Last updated on: September 9, 2021, 02:54h.
VICI Properties (NYSE:VICI) stock is sliding in early trading Thursday after the gaming real estate investment trust (REIT) said it’s selling up to 115 million shares to raise capital.
The owner of Caesars Palace revealed the offer late Wednesday, sparking a sell-off in the stock that’s carrying over today. In early trading, shares of the real estate company are off almost three percent. That’s a typical reaction to news of a share sale, because those offerings dilute current investors. Additionally, while VICI didn’t mention pricing for the transaction, secondary equity sales usually occur at prices below market value.
VICI is issuing 50 million shares of stock to underwriters Morgan Stanley, Citigroup, J.P. Morgan, and Goldman Sachs, and that those banks will purchase another 50 million shares through a series of forward sale agreements. The consortium of banks also has a 30-day window in which it can buy another 15 million shares of the casino landlord.

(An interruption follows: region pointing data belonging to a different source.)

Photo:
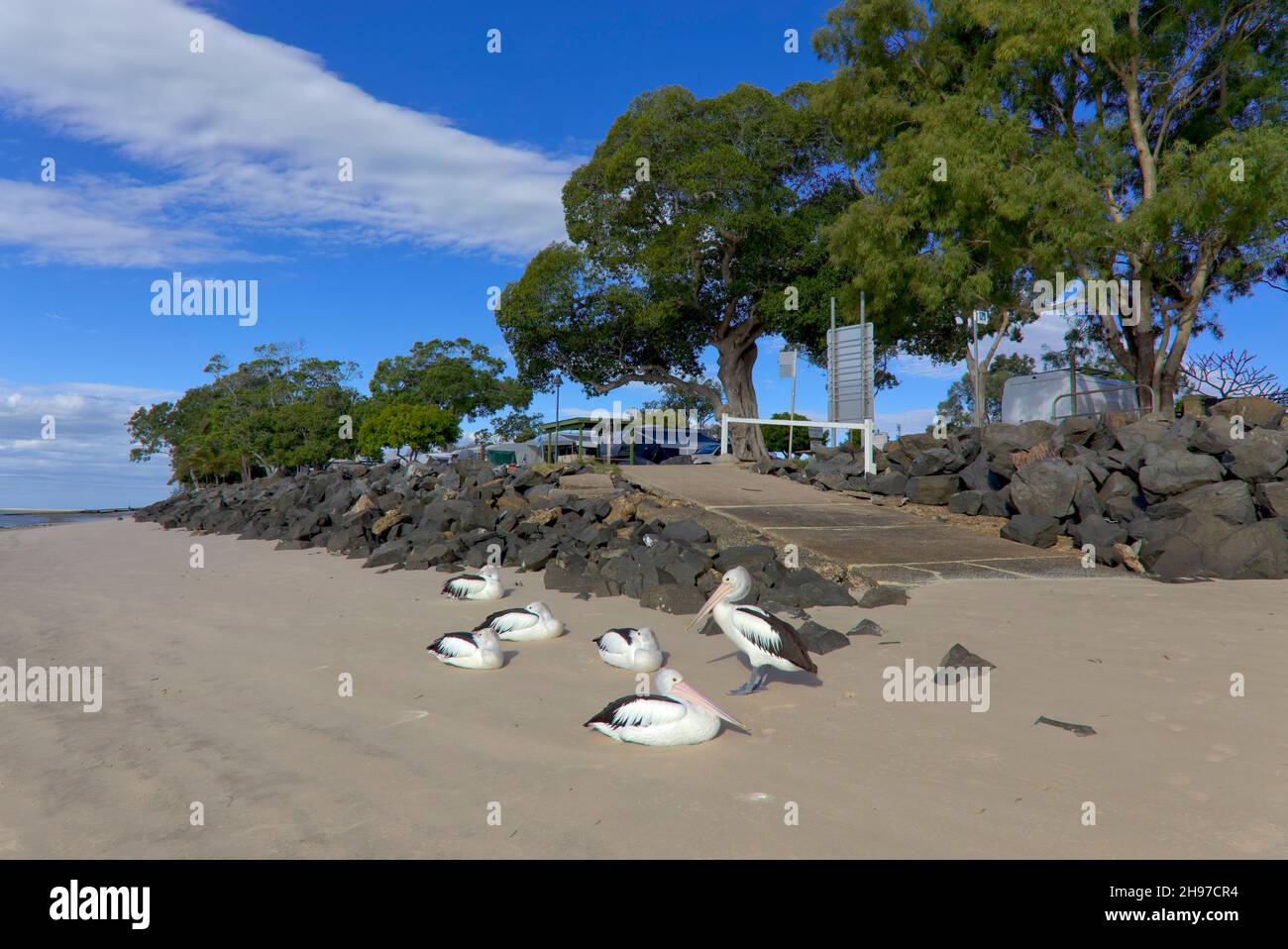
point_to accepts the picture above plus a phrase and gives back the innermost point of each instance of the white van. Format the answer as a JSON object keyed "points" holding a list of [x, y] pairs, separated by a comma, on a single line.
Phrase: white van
{"points": [[1047, 397]]}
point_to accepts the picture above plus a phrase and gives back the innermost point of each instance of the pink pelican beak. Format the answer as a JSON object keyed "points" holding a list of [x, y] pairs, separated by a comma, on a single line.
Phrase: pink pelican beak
{"points": [[717, 595], [692, 695]]}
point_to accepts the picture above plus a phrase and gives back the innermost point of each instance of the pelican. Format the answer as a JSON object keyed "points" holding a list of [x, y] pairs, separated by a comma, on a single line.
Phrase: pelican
{"points": [[630, 649], [675, 715], [523, 623], [764, 638], [484, 584], [469, 649]]}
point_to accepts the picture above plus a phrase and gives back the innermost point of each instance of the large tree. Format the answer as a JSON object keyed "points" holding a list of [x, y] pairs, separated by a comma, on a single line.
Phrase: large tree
{"points": [[696, 223], [958, 406], [279, 410], [1121, 141], [459, 376]]}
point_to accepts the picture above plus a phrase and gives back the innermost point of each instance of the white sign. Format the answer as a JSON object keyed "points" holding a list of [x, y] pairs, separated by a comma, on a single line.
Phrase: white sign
{"points": [[787, 364], [850, 373]]}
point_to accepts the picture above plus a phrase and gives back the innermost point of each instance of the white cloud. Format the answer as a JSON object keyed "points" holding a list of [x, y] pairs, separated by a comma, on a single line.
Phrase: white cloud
{"points": [[86, 463], [250, 134]]}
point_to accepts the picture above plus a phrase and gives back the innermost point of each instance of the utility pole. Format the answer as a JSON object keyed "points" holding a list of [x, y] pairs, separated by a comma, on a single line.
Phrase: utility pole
{"points": [[831, 373], [979, 400]]}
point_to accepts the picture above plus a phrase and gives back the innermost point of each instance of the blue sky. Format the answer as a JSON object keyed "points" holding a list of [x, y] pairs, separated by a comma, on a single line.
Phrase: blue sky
{"points": [[222, 165]]}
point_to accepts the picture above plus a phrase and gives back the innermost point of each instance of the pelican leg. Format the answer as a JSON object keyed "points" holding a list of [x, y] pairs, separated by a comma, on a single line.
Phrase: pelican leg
{"points": [[755, 683]]}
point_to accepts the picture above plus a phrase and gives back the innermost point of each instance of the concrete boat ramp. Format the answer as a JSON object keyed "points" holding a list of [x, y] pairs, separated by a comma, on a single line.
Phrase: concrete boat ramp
{"points": [[885, 544]]}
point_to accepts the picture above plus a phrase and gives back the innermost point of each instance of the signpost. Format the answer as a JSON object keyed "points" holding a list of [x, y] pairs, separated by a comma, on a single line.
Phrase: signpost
{"points": [[850, 371], [787, 368]]}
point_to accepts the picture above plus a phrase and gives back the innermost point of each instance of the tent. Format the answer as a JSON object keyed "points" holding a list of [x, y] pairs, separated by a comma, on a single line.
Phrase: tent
{"points": [[513, 454]]}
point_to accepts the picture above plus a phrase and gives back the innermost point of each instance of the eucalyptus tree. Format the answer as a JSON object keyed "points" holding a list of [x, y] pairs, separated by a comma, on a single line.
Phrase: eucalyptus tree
{"points": [[696, 223], [1137, 146]]}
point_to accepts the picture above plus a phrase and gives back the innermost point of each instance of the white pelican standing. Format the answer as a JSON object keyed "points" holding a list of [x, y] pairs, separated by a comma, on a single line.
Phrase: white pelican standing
{"points": [[630, 649], [484, 584], [767, 640], [469, 649], [523, 623], [675, 715]]}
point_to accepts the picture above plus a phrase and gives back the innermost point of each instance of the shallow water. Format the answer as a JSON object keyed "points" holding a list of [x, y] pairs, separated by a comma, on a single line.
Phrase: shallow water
{"points": [[13, 519]]}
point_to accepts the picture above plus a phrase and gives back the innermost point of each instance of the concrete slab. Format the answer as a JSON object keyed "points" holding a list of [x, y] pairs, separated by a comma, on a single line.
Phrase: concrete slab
{"points": [[888, 545]]}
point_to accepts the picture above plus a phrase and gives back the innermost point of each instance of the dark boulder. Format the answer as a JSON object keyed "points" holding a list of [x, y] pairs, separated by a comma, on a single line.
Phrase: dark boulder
{"points": [[1033, 529], [1044, 488], [819, 639]]}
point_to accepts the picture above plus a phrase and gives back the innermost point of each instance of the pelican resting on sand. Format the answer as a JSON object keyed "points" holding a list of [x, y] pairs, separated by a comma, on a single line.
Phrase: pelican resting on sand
{"points": [[630, 649], [484, 584], [469, 649], [677, 715]]}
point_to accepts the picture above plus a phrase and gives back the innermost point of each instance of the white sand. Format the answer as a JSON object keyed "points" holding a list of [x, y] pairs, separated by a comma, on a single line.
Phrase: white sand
{"points": [[222, 686]]}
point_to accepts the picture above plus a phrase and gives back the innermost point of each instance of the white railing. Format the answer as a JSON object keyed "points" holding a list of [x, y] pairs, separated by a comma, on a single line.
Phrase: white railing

Shares of VICI are up 24.55 percent year-to-date, trailing the MSCI US Investable Market Real Estate 25/50 Index by about 520 basis points.
VICI Raising Cash for Good Causes
Of the initial 100 million shares being sold, VICI is receiving proceeds on half that amount. Assuming a sale price of $30 per share – not far from where the stock currently resides — the REIT would raise $1.5 billion in gross proceeds, and it has good uses for that capital.
VICI expects to use the net proceeds from the sale of shares of our common stock and expected cash proceeds received upon full physical settlement of the forward sale agreements to pay down current indebtedness and for a portion of the purchase price of the previously announced acquisition of the Venetian,” said the company in a statement.
In March, the real estate company partnered with private equity firm Apollo Global Management (NYSE:APO) to acquire Venetian, Palazzo and Sands Expo and Convention Center from Las Vegas Sands (NYSE:LVS) for $6.25 billion. VICI is shelling out $4 billion for the property assets.
At the end of the second quarter, the REIT had $7.07 billion in debt and liabilities of $7.48 billion, according to Dow Jones data.
VICI Stock Still Has Catalysts
While VICI is predictably sagging on news of the share sale, it’s still a catalyst-rich name among real estate equities.
Last month, the gaming landlord said it’s acquiring rival MGM Growth Properties for $17.2 billion in stock. The transaction created the largest owner of Las Vegas Strip casino real estate. VICI is taking on $5.7 billion in MGP debt in that deal. When the acquisition is completed, the buyer will have an enterprise value of $45 billion.
VICI currently owns the property assets of 28 gaming venues with its tenant roster, including Caesars Entertainment, Century Casinos, and Penn National Gaming, among others.